Parameter	Estimate	Interpretation
Day/night gap (β_day)	4.22 GW	Structural gap from activity patterns
Heating slope (β_heat)	−0.194 GW/°C	Each 1°C below 16.5°C raises demand by 0.194 GW
Cooling slope (β_cool)	+0.086 GW/°C	Each 1°C above 16.5°C raises demand by 0.086 GW
Breakpoint	16.5°C	Data-driven estimate; clusters tightly
R² (within-weekday)	0.569	Share of variance explained

Three things to highlight.

The breakpoint at 16.5°C is not imposed — it is the temperature the data itself points to as the elbow of the curve — obtained by re-running the least-squares fit at different candidate breakpoints and keeping the one with the best fit. It gives a clean anchor for separating weather-driven load from structural baseload.

The heating slope is significantly steeper than the cooling slope — roughly 2.2 times larger. The 17.5°C swing from mild autumn (≈16.5°C, near the comfort minimum) to deep winter (≈−1°C) translates to roughly 3–4 GW of additional load via the heating slope alone.

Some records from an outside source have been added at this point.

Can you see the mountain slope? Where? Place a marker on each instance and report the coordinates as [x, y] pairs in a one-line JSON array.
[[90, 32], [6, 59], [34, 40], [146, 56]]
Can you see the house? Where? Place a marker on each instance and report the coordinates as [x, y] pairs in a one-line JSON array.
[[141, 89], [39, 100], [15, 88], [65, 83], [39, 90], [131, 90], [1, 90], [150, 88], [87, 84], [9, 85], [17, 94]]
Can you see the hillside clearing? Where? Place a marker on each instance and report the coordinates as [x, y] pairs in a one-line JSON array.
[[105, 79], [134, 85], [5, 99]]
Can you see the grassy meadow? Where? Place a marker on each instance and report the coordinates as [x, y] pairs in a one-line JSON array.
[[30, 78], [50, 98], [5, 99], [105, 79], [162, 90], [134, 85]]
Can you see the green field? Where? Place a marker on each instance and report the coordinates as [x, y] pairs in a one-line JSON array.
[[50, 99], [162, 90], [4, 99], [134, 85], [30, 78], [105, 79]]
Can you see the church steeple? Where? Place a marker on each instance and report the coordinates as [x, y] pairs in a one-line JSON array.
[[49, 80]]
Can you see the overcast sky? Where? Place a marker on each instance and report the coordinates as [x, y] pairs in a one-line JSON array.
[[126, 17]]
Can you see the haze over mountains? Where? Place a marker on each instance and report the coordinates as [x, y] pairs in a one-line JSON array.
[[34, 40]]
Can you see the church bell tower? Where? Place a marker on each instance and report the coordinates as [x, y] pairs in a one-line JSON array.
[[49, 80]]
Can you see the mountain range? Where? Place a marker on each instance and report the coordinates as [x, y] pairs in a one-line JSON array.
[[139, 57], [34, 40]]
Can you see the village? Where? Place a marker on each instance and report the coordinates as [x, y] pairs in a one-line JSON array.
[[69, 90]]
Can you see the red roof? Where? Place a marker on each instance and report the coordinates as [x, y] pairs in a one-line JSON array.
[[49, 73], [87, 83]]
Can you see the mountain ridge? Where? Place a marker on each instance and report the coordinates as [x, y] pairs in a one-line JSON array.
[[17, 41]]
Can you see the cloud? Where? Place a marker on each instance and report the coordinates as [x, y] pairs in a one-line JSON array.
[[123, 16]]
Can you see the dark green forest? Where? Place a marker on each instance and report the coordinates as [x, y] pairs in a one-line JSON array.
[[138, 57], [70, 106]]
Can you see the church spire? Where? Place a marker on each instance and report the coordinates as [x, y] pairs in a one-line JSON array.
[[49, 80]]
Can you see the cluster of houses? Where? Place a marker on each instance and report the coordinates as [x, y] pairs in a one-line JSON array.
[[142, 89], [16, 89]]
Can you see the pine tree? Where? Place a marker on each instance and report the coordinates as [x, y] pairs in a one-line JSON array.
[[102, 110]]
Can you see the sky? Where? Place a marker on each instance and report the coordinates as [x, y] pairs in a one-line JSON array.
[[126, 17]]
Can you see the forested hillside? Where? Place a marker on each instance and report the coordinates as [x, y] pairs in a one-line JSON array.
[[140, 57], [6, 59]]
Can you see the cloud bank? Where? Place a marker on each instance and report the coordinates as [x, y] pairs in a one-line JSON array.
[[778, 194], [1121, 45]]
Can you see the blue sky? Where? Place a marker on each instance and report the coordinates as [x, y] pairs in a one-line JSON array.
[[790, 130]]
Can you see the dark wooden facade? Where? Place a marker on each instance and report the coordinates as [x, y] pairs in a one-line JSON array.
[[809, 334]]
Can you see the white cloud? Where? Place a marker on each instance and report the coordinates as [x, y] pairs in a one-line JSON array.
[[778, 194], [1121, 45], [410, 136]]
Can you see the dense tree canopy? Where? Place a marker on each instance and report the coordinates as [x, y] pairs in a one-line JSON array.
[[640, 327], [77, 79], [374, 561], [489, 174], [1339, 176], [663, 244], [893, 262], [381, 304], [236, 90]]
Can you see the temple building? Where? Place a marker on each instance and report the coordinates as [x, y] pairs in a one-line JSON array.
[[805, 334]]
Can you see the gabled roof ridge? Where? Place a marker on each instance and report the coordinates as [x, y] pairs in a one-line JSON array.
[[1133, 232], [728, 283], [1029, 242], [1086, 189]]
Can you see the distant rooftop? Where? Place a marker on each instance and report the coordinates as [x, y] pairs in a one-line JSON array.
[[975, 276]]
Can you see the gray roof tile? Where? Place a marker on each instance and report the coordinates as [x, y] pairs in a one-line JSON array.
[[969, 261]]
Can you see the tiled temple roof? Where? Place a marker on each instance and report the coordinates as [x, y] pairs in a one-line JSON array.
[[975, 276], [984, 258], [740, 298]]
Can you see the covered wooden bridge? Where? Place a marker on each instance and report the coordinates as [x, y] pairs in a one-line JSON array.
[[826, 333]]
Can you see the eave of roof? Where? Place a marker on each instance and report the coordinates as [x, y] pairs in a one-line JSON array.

Ramps: level plus dynamics

Demand levels tell you what the dispatchable fleet must deliver. Ramps tell you how fast. The relevant quantity is residual-load ramp — the hour-to-hour change in (demand − wind − solar):

residual_load = demand - wind - solar
ramp_1h = residual_load.diff(4)                # GW change in 4 quarter-hours
p99_up = ramp_1h[ramp_1h > 0].quantile(0.99)   # worst upward ramp hour

Let’s have a look at the distributiion:

Quantile (absolute 1h ramp)	Demand only	Residual load	Gap
P50	0.45 GW	0.70 GW	+0.25
P95	1.77 GW	2.44 GW	+0.68
P99	2.76 GW	3.22 GW	+0.46
Max observed	3.86 GW	5.96 GW	—

Three patterns I want to highlight.

The tail gap between demand ramps and residual-load ramps is significant - at the 99th percentile, residual-load ramps are 17% larger than demand-only ramps — meaning that when the dispatchable fleet faces its hardest hours, some of the difficulty comes from what renewables are doing, not only from the demand behaviour.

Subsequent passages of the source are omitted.